第4章 HOME 爆豪勝己 / 轟焦凍
「ええ!?」
裏返った声が静まるリビングに響いた。俺は、
「その件もあって出久を呼んだ」
「……何か、あったの?」
出久の表情が強張った。まっすぐにこちらを見つめる瞳に不安が滲んでいる。
「ガキができた」
静かな部屋に俺の声が響く。確かめるように言葉が続く。
「来年の夏、……産まれる」
言葉の意味を掴みきれないままなのか、目だけが見開かれていた。想定内の反応とはいえ、瞬きすら忘れている。
「おい、聞いとンのか?」
はっと我に返ったように、肩が小さく跳ねる。
「え、っと、ごめん、びっくりして。……凪さんが寝てるのって、それで?」
「ああ。明け方まで吐いとったからな」
「そうだったんだ。…それは、かっちゃんも心配だよね」
出久は言いながら、視線を少し伏せる。状況を飲み込みながらも、まず相手のことを気にする癖は変わらない。
「代わってやれねぇからな。…双子だしよ」
「双子なの?」
「ああ…。この前説明聞きに行っとったけど、出産まで大変みたいだな」
「……そっか。かっちゃんが、支えてあげなきゃね。僕も何かあったら力になるよ」
出久なら間違いなくそう言うと思った。
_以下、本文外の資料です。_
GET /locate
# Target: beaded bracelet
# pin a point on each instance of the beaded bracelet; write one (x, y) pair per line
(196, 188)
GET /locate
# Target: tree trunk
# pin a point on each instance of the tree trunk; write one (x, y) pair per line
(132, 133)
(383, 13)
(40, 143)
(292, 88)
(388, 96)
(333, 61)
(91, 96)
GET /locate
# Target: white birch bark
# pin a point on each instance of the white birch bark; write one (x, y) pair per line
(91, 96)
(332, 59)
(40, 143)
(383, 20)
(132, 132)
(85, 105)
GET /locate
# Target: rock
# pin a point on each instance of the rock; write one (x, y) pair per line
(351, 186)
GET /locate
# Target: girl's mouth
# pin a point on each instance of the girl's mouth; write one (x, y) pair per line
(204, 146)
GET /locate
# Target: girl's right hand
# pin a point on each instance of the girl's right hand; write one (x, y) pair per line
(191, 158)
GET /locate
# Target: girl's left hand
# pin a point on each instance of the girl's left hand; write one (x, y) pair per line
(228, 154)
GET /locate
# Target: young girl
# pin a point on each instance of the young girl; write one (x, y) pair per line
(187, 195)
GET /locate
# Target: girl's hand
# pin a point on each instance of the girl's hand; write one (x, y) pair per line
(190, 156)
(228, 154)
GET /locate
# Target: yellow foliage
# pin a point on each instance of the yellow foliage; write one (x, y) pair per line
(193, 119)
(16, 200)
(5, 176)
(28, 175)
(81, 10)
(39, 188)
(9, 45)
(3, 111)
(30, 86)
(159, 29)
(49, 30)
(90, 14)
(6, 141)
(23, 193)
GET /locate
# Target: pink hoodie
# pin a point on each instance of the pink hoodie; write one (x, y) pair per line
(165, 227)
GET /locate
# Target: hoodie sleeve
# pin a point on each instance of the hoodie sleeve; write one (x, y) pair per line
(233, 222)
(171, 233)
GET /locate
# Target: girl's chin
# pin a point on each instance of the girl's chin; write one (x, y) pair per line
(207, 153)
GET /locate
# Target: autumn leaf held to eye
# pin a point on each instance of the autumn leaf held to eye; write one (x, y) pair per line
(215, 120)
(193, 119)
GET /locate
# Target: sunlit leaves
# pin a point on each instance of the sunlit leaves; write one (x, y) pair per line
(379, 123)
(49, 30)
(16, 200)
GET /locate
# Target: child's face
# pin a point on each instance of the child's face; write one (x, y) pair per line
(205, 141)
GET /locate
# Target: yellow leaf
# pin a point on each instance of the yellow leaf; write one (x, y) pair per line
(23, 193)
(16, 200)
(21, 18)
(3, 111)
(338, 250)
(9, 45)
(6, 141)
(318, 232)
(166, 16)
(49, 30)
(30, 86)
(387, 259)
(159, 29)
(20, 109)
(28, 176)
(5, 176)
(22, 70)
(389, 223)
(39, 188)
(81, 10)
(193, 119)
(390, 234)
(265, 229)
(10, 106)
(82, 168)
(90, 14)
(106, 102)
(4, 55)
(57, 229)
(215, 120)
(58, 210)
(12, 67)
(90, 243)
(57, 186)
だから、こいつしかいなかった。
「んで、こっから本題な…」
「うん」
「俺も凪の出産には立ち会いてぇ。だから、デクに正式に頼む。その間だけでもチームアップとして来てほしい」
出久は一瞬、目を見開く。その後、ふっと表情がやわらぐ。
「……断る理由なんてないよ」
そう言って、出久は笑った。なんでも受け入れるような、いつもと同じ少し頼りない笑顔。でも、その奥には揺るがない芯があった。